A Traitor to Memory

Leach corrected the DC's misapprehension. “We're assuming a single car, not three, did the damage, McKnight. We'll hold that position till we hear otherwise from Lambeth. One hit from the vehicle put her flat out on the pavement. Then once over her, once in reverse, and back again.”


Leach indicated several pictures on the china board before he went on. They depicted the street as it had been in the aftermath of the hit-and-run. He gestured to one in particular showing a section of tarmac photographed between two orange traffic cones with a line of cars along the pavement in the background. “The point of impact appeared to be here,” he said. “And the body landed here, square in the centre of the road.” Another set of traffic cones, plus a large rectangle of the street taped off. “The rain took care of some of the blood that would have been where the body landed. But it wasn't raining hard enough to carry away all the blood from the site or the tissue and bone fragments either. However, the body's not where the tissue and bone are. Instead, it's over here next to this Vauxhall at the kerb. And notice how she's tucked a bit under it? We reckon that our driver, having knocked her down and having done his bit of back and forthing over her body, then got out of his car, dragged the woman to one side, and drove off.”

“She couldn't have been dragged beneath a set of wheels?
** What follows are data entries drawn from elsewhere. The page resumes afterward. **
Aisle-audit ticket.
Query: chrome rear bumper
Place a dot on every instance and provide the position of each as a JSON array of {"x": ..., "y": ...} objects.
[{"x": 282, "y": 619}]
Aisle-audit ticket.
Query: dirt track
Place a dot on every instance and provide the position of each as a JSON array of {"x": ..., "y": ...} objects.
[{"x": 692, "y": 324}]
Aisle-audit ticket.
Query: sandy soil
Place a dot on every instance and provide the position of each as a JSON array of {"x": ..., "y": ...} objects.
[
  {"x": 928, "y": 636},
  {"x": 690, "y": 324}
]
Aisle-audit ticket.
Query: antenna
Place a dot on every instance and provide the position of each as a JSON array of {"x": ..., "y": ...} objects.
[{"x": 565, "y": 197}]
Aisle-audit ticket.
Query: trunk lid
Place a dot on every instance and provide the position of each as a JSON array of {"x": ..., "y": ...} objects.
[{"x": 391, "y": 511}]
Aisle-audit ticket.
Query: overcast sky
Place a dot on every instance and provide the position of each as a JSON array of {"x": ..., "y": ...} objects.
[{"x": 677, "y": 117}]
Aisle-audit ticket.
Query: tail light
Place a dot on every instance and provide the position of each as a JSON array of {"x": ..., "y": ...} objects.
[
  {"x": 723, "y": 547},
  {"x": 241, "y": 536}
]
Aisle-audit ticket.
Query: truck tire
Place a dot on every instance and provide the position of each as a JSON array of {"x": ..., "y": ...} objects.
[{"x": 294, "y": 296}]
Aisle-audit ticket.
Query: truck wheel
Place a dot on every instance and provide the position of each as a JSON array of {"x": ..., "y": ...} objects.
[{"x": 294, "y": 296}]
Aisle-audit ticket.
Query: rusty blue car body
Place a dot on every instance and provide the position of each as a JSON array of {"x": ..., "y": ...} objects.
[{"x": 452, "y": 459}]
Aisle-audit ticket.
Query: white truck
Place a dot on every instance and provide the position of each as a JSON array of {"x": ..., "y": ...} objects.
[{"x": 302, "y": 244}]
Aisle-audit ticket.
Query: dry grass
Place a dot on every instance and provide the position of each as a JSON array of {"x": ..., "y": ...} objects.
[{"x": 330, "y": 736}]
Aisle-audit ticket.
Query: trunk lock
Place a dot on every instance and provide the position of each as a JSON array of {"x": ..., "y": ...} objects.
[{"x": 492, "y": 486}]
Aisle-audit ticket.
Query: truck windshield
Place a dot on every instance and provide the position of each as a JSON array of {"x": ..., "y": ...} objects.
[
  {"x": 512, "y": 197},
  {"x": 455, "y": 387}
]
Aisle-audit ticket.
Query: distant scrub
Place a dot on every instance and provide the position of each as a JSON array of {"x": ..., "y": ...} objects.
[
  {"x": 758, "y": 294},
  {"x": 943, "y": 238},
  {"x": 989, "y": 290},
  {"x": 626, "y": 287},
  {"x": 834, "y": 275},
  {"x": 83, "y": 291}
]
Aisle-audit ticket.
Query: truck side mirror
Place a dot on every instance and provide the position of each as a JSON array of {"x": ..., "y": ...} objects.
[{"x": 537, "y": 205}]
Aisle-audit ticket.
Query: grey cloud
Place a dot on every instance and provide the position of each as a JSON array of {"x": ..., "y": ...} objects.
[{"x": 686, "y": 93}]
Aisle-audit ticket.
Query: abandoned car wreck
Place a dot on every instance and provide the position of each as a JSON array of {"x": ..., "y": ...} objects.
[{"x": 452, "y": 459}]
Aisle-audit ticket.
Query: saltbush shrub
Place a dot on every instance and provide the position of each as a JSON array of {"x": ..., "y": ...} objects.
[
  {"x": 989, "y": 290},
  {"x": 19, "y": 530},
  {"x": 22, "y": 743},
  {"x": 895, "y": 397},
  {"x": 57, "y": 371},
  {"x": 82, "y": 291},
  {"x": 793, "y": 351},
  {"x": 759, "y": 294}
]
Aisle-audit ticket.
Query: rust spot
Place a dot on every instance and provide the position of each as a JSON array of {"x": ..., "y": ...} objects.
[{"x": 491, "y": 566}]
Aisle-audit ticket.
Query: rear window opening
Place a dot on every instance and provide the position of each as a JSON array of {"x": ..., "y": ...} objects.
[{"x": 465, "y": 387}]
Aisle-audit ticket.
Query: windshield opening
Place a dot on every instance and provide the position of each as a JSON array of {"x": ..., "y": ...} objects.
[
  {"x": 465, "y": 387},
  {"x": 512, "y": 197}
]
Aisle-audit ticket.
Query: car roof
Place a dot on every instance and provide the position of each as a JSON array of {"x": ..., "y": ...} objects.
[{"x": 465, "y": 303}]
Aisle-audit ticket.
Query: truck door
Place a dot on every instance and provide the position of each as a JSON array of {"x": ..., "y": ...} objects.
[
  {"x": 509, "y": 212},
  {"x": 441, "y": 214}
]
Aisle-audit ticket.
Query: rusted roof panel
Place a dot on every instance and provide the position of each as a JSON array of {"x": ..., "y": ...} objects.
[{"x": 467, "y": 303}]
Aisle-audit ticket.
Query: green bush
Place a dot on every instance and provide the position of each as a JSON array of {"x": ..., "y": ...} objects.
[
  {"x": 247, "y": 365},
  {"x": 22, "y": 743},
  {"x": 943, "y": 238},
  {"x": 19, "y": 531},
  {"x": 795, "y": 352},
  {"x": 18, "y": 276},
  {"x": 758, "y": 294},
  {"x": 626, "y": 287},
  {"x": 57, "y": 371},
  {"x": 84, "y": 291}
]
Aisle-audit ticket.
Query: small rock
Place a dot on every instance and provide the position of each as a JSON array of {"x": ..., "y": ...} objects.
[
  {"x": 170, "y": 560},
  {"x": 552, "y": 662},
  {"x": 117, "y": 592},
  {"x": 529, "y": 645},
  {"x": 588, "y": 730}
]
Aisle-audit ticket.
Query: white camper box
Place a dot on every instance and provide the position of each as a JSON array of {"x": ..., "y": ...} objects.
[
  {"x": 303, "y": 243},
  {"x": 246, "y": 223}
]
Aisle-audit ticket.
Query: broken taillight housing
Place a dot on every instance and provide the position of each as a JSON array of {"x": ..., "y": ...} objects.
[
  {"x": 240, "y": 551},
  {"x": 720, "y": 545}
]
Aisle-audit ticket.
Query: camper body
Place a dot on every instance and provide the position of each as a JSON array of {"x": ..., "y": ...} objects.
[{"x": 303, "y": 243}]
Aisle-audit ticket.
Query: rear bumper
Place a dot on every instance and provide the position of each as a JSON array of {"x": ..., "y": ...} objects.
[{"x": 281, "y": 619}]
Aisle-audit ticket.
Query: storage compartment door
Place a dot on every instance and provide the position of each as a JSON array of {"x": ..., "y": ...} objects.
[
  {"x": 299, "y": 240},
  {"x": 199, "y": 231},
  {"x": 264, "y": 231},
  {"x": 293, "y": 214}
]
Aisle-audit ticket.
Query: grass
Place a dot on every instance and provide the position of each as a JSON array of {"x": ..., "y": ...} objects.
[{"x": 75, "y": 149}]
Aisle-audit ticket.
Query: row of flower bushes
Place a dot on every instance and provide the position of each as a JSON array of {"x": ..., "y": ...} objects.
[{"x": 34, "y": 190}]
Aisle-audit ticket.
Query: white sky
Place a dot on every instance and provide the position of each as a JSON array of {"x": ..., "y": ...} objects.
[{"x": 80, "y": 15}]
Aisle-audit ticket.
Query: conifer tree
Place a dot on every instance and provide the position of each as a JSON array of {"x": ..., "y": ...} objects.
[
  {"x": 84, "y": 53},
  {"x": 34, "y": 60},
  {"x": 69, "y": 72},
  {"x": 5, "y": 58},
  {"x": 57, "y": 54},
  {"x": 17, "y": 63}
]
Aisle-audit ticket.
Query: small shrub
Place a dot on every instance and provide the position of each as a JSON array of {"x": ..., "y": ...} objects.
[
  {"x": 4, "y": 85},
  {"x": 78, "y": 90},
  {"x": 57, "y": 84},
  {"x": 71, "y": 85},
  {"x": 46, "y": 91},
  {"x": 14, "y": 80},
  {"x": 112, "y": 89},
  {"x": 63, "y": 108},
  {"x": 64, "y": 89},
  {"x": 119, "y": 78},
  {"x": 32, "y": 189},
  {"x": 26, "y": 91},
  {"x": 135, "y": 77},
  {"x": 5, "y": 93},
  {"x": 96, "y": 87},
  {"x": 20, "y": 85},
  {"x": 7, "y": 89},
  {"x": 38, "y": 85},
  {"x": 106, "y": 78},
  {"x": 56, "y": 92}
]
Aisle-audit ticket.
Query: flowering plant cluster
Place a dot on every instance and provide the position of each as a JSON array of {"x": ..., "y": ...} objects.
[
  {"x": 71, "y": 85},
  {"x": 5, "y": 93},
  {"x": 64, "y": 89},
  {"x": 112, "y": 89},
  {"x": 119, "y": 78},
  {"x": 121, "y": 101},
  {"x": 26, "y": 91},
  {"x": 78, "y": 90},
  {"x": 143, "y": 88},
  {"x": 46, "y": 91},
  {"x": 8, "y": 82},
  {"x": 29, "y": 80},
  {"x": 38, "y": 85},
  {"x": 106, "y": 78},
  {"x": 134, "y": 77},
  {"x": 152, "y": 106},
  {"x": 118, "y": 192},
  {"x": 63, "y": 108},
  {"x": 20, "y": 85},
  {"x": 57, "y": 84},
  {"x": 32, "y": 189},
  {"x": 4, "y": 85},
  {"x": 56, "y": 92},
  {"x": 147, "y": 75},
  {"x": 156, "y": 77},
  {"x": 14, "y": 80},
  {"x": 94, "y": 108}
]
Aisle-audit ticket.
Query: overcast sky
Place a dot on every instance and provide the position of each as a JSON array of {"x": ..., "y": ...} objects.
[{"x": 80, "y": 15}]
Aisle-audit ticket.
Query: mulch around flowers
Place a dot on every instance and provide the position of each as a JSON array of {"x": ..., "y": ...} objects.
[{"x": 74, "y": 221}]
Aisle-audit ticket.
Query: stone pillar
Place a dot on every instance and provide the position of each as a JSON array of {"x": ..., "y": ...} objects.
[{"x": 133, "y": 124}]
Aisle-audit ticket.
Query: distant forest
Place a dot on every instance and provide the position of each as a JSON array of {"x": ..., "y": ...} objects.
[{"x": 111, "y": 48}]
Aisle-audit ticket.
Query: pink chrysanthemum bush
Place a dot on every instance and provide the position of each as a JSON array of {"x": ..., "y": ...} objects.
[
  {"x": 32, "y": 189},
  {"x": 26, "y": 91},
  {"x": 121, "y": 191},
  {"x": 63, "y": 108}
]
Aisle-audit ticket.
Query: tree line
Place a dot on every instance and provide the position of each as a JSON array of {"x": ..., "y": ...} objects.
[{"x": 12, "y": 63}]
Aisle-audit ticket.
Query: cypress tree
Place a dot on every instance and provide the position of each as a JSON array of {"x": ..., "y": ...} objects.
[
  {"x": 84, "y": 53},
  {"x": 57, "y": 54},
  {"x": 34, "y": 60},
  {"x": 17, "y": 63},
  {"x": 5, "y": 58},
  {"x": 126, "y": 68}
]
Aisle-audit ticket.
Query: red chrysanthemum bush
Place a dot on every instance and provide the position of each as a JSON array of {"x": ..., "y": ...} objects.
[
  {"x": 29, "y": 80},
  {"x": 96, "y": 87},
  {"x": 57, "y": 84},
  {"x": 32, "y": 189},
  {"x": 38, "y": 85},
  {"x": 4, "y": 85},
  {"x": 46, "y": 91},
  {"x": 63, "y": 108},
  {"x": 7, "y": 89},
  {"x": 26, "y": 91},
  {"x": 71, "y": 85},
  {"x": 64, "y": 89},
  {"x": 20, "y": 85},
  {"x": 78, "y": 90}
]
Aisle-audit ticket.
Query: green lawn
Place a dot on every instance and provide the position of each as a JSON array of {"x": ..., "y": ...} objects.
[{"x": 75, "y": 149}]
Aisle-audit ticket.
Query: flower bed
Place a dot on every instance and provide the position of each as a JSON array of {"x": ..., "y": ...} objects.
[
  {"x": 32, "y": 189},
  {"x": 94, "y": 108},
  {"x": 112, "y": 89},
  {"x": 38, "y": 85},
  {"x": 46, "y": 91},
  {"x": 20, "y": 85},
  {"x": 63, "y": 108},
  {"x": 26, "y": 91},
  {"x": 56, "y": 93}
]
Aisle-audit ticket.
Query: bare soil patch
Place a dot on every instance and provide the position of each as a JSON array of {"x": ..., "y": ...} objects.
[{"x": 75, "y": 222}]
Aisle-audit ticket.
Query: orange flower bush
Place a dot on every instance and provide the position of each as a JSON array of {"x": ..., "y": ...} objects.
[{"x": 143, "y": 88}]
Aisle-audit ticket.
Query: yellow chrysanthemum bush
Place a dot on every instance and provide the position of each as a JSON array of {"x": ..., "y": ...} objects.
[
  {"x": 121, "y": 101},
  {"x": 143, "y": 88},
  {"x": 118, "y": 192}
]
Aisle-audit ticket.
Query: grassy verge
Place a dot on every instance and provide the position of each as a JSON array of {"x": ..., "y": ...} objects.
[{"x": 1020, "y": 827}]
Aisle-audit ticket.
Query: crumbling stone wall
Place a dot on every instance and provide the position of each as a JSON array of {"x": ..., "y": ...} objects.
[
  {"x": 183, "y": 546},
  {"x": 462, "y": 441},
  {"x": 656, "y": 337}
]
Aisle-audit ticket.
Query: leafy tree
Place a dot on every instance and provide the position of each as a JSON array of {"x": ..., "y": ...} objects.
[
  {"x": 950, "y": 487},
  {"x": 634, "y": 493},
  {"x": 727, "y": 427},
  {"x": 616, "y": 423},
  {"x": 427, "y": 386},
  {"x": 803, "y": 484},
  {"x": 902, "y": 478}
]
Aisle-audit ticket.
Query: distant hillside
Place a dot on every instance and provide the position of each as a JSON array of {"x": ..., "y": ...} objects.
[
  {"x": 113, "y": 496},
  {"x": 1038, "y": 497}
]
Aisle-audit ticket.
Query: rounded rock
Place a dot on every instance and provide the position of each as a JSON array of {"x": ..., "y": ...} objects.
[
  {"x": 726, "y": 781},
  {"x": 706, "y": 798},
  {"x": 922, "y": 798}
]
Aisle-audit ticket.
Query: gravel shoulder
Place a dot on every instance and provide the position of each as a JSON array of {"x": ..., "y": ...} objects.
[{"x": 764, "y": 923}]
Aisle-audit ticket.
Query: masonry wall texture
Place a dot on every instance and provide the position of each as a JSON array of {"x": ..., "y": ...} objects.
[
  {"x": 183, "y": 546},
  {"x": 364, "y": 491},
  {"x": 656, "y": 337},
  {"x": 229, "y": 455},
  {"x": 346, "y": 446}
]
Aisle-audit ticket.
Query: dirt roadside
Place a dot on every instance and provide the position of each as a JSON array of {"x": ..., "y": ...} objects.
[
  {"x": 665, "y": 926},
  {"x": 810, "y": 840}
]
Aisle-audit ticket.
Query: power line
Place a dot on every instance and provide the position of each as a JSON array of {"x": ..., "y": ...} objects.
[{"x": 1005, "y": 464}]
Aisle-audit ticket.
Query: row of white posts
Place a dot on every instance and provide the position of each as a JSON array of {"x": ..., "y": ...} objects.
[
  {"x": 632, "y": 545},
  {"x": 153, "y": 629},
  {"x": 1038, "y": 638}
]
Lorry, perhaps?” The question came from a DC who was noisily eating from a cup of instant noodles. “Why rule that out?”

“Nature of what few tyre marks we've got,” Leach informed him, reaching for his coffee, which he'd left on a nearby desk heaped with files and computer printouts. He was more loosely strung than Lynley had expected upon their first introduction not forty minutes earlier in his office. Lynley took this as a good sign of what it was going to be like working with the DCI.

“But why not three cars, sir?” one of the other DCs asked. “The first knocks her down, drives off in a panic. She's wearing black so the next two don't even see her lying in the road and run over her before they know what's happened.”

Leach took a gulp of coffee and shook his head. “You won't find anyone giving you good odds on our having three conscienceless citizens all in the same neighbourhood on the same night running over the same body and not one of them reporting it. And nothing in your scenario explains how the hell she ended up partway under that Vauxhall. Only one explanation does that, Potashnik, and it's why we're the ones looking at the situation.”

There was a murmur of agreement at this.

“I'd put good money on the bloke who reported it being the driver we're looking for,” someone from the back of the room called out.

“Pitchley pulled in a brief and put in the plug straightaway,” Leach acknowledged, “and that bears the stench of manure, you're right. But I don't think we've heard the last from him, and that car of his is going to be what unseals his lips, make no mistake.”

“Pinch a bloke's Boxter and he'll sing ‘God Save the Queen’ on demand,” a DC at the front pointed out.

“That's what I'm relying on,” Leach agreed. “I'm not saying he's the driver who did her in in the first place, and I'm not saying he's not. But no matter which way the wind's blowing, he won't be getting that Porsche off us till we know why the dead woman was carrying his address. If it takes holding the Porsche to shake the information from him, then holding the Porsche and going over it six times with granny's hoover is exactly what's going to happen. Now …”

Leach went on to make the action assignments, most of which put his team into the street where the hit-and-run had occurred. It was lined with houses—some conversions and some individual homes—and the DCs were to get a statement from everyone in the area about what had been seen, heard, smelled, or dreamed about on the previous night. His directions allocated other DCs to dog the forensic lab: some of them monitoring the progress made on the examination of Eugenie Davies' car, others given the responsibility for pulling together all the information regarding trace evidence on the woman's body, still others matching the trace evidence from the body to the Boxter that the police had impounded. This same group would be evaluating any and all tyre prints left in the West Hampstead street and on Eugenie Davies' body and her clothes. A final group of constables—the largest—were assigned to search for a car with damage to its front end. “Body shops, car parks, car hire firms, streets, mews, and lay-bys on the motorway,” Leach informed them. “You don't run down a woman in the street and drive away with no damage.”

“That does put the Boxter out of the running,” a female DC noted.